Connecting with my old routes with today’s Step up HIIT workout! Am I the only one that did step aerobics? I actually started my fitness journey with running and doing The Firm workouts in my living room! I remember memorizing the choreography and how long it took me to be able to do the entire DVD without stopping!

This step up hiit workout

Well whether you did step or not, this step up workout is sure to deliver on the leg shaking and booty lifting! No doubt you will feel this working throughout the workout – at least I know I did! You get to challenge yourself by squatting down low during the side squat lifts and getting low into the front leg in the knee ups! If you are new to exercise, then take the intensity out of this workout by not going to fast and not getting so low into the legs!

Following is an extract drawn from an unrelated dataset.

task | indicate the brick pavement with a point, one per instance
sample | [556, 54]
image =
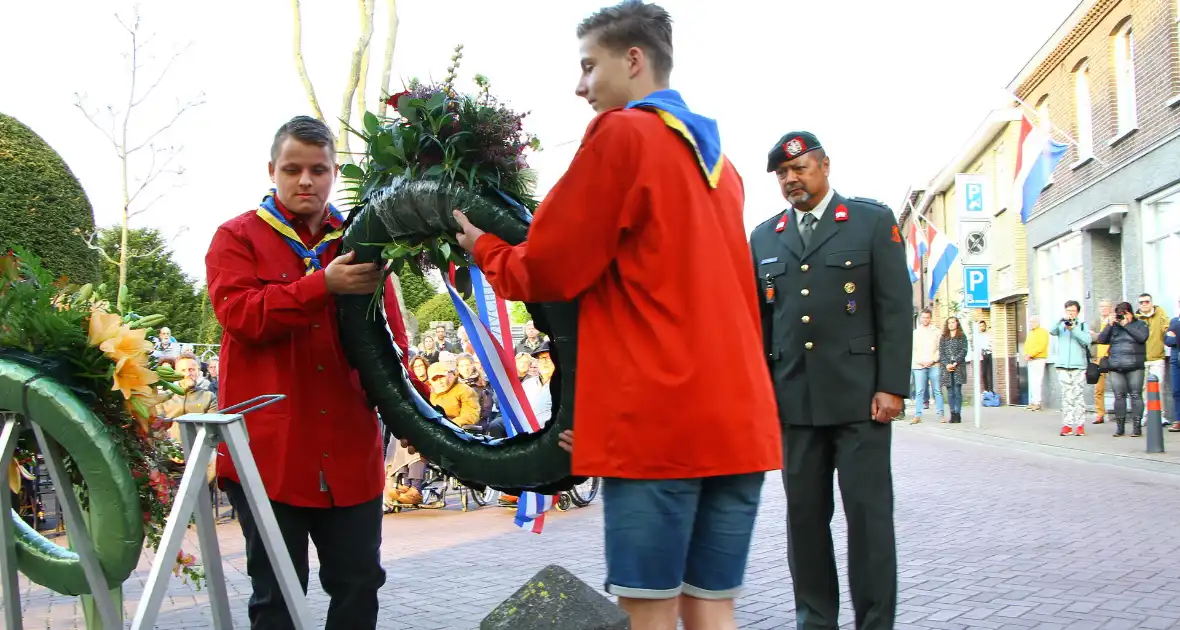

If you aren’t familiar with the concept of HIIT workouts – they are high intensity interval workouts where you work as hard as you can during the “work” phase, which is followed by a quick rest. This step up workout is 6 exercises that are performed for 20 seconds each, followed by 10 seconds of rest. This workout will take you 15 minutes if you don’t stop through the workout! Because you are working at such high intenstiy, this style of workout has been shown to blast fat and give you great cardio respiratory training! Did I mention your legs will be shaking? Yes please expect that too!

The great thing about using the step is you get to incorporate your core into every move! Your core will work hard to stabilize you through the knee ups and keep you upright during the side leg lifts! The step is also great to do my favorite move, tricep dips! These are really a great exercise for your triceps and you will most certainly feel this by the end of the workout!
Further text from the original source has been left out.